Enforce tagging of Amazon EMR clusters at launch - AWS Prescriptive Guidance

Enforce tagging of Amazon EMR clusters at launch

Created by Priyanka Chaudhary (AWS)

Environment: Production

Technologies: Analytics; Security, identity, compliance

AWS services: Amazon EMR; AWS Lambda; Amazon CloudWatch Events

Summary

This pattern provides a security control that ensures that Amazon EMR clusters are tagged when they are created. 

Amazon EMR is an Amazon Web Services (AWS) service for processing and analyzing vast amounts of data. Amazon EMR offers an expandable, low-configuration service as an easier alternative to running in-house cluster computing. You can use tagging to categorize AWS resources in different ways, such as by purpose, owner, or environment . For example, you can tag your Amazon EMR clusters by assigning custom metadata to each cluster. A tag consists of a key and value that you define. We recommend that you create a consistent set of tags to meet your organization's requirements. When you add a tag to an Amazon EMR cluster, the tag is also propagated to each active Amazon Elastic Compute Cloud (Amazon EC2) instance that is associated with the cluster. Similarly, when you remove a tag from an Amazon EMR cluster, that tag is removed from each associated, active EC2 instance as well.

The detective control monitors API calls and initiates an Amazon CloudWatch Events event for the RunJobFlow, AddTags, RemoveTags, and CreateTags APIs. The event calls AWS Lambda, which runs a Python script. The Python function gets the Amazon EMR cluster ID from the JSON input from the event and performs the following checks:

  • Check if the Amazon EMR cluster is configured with tag names that you specify.

  • If not, send an Amazon Simple Notification Service (Amazon SNS) notification to the user with the relevant information: the Amazon EMR cluster name, violation details, AWS Region, AWS account, and Amazon Resource Name (ARN) for Lambda that this notification is sourced from.

Prerequisites and limitations

Prerequisites 

  • An active AWS account

  • An Amazon Simple Storage Service (Amazon S3) bucket to upload the provided Lambda code. Or, you can create an S3 bucket for this purpose, as described in the Epics section.

  • An active email address where you would like to receive violation notifications.

  • A list of mandatory tags you want to check for.

Limitations 

  • This security control is regional. You must deploy it in each AWS Region that you want to monitor.

Product versions

  • Amazon EMR release 4.8.0 and later.

Architecture

Workflow architecture 

Cluster launch, monitoring using APIs, event generation, Lambda function call, notification sent.

Automation and scale

Tools

AWS services

  • AWS CloudFormation –  AWS CloudFormation helps you model and set up your AWS resources, provision them quickly and consistently, and manage them throughout their lifecycle. You can use a template to describe your resources and their dependencies, and launch and configure them together as a stack, instead of managing resources individually. You can manage and provision stacks across multiple AWS accounts and AWS Regions.

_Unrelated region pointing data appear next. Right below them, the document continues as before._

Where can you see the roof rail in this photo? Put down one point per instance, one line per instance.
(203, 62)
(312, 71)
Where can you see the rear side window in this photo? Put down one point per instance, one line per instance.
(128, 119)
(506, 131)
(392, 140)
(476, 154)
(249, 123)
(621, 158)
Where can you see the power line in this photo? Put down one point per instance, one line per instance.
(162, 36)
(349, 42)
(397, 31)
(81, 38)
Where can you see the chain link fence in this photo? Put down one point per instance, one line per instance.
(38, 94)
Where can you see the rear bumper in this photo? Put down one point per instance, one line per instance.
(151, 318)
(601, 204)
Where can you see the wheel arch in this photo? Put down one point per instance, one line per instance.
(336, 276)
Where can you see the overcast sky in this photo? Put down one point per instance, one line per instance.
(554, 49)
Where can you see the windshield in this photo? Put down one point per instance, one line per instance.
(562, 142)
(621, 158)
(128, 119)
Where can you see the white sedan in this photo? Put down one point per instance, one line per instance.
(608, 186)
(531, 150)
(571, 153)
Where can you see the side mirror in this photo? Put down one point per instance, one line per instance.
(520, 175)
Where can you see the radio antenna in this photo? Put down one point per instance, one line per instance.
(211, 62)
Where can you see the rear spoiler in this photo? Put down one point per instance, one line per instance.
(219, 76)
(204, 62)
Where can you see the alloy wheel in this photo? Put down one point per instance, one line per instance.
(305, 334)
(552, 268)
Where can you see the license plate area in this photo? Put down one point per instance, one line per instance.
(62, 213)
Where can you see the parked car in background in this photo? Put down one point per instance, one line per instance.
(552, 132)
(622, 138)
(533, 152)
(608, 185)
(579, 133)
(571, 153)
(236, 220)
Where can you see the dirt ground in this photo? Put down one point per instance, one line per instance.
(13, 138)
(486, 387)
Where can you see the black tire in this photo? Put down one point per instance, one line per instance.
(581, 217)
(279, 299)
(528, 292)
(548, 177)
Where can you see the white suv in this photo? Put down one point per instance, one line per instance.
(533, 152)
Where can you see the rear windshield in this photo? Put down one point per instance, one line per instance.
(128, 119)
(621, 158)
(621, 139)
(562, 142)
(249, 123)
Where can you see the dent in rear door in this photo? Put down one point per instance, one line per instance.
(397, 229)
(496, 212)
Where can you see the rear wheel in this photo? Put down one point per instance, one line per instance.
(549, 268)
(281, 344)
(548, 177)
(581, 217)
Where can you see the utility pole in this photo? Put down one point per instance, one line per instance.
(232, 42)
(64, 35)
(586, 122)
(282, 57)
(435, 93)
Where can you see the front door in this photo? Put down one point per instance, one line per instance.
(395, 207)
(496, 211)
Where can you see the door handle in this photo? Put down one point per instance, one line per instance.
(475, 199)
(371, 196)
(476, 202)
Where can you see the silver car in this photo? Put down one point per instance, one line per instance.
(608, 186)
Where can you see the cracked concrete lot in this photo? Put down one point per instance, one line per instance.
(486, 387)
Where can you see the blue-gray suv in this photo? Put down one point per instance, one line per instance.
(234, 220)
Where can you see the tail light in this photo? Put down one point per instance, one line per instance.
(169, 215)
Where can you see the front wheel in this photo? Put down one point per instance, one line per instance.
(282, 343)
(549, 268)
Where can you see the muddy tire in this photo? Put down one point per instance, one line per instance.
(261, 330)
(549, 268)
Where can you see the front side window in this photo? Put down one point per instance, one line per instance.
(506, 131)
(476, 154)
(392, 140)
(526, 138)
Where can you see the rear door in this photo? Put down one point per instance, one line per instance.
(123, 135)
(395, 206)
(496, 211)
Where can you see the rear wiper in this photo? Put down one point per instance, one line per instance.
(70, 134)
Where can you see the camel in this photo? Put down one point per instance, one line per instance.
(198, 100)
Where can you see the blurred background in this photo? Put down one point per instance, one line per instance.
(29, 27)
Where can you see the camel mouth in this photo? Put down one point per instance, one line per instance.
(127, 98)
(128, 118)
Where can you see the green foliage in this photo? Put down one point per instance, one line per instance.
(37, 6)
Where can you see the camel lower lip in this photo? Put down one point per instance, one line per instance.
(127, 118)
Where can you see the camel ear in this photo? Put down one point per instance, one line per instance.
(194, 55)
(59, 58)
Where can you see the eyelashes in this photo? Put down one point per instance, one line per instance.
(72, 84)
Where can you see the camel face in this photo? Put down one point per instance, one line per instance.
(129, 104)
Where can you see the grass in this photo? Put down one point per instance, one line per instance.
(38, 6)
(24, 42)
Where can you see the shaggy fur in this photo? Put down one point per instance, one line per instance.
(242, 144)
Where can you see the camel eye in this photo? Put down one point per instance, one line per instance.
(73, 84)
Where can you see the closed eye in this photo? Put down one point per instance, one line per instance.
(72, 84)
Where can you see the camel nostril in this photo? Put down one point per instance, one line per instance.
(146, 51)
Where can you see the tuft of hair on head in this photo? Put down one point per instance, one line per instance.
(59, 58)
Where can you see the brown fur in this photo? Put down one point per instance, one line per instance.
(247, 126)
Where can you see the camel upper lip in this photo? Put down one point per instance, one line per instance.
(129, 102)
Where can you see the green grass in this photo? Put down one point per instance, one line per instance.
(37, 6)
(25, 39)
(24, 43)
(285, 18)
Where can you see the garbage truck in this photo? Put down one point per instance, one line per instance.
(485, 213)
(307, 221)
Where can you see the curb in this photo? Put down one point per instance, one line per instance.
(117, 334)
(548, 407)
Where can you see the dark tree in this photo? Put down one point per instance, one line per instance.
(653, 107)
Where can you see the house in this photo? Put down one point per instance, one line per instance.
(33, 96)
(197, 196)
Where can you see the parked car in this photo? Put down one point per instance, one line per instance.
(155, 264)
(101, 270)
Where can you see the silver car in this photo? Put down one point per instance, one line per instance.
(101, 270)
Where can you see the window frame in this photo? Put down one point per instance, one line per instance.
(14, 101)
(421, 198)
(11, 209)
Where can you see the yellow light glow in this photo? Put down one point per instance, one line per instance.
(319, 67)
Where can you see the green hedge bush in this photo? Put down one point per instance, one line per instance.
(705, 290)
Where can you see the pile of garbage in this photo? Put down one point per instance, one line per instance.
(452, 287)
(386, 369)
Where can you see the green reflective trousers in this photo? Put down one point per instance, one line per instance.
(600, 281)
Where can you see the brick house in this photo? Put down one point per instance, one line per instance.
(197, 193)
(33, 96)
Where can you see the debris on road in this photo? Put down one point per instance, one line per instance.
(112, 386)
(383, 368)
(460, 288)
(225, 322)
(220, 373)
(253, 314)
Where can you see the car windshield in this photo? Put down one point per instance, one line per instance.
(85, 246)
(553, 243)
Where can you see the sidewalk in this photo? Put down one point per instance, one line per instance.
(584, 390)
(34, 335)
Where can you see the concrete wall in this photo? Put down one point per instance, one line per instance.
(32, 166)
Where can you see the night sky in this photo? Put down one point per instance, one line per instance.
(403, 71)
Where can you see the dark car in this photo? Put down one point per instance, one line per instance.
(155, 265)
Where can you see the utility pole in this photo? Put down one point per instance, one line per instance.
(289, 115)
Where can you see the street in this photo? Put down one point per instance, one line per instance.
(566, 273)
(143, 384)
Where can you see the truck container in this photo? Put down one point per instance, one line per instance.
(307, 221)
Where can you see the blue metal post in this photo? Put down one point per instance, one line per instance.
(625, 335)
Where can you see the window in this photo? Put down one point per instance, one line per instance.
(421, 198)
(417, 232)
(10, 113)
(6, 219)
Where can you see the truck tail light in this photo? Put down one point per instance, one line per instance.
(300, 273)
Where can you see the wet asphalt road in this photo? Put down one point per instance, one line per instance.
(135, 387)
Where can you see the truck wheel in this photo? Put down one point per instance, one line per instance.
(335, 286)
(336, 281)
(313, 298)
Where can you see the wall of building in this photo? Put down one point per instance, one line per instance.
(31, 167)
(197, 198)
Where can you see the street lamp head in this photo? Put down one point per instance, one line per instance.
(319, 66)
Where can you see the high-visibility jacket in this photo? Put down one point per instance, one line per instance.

  • Amazon CloudWatch Events - Amazon CloudWatch Events delivers a near real-time stream of system events that describe changes in AWS resources.

  • Amazon EMR - Amazon EMR is web service that simplifies running big data frameworks and processing vast amounts of data efficiently.

  • AWS Lambda – AWS Lambda is a compute service that supports running code without provisioning or managing servers. Lambda runs your code only when needed and scales automatically, from a few requests per day to thousands per second. 

  • Amazon S3 – Amazon Simple Storage Service (Amazon S3) is an object storage service. You can use Amazon S3 to store and retrieve any amount of data at any time, from anywhere on the web.

  • Amazon SNS – Amazon Simple Notification Service (Amazon SNS) coordinates and manages the delivery or sending of messages between publishers and clients, including web servers and email addresses. Subscribers receive all messages published to the topics to which they subscribe, and all subscribers to a topic receive the same messages.

Code

This pattern includes the following attachments:

  • EMRTagValidation.zip – The Lambda code for the security control.

  • EMRTagValidation.yml – The CloudFormation template that sets up the event and Lambda function.

Epics

TaskDescriptionSkills required

Define the S3 bucket.

On the Amazon S3 console, choose or create an S3 bucket to host the Lambda code .zip file. This S3 bucket must be in the same AWS Region as the Amazon EMR cluster you want to monitor. An Amazon S3 bucket name is globally unique, and the namespace is shared by all AWS accounts. The S3 bucket name cannot include leading slashes.

Cloud architect

Upload the Lambda code.

Upload the Lambda code .zip file provided in the Attachments section to the S3 bucket.                                              

Cloud architect
TaskDescriptionSkills required

Launch the AWS CloudFormation template.

Open the AWS CloudFormation console in the same AWS Region as your S3 bucket and deploy the template. For more information about deploying AWS CloudFormation templates, see Creating a stack on the AWS CloudFormation console in the CloudFormation documentation.

Cloud architect

Complete the parameters in the template.

When you launch the template, you'll be prompted for the following information:

  • S3 bucket: Specify the bucket that you created or selected in the first epic. This is where you uploaded the attached Lambda code (.zip file).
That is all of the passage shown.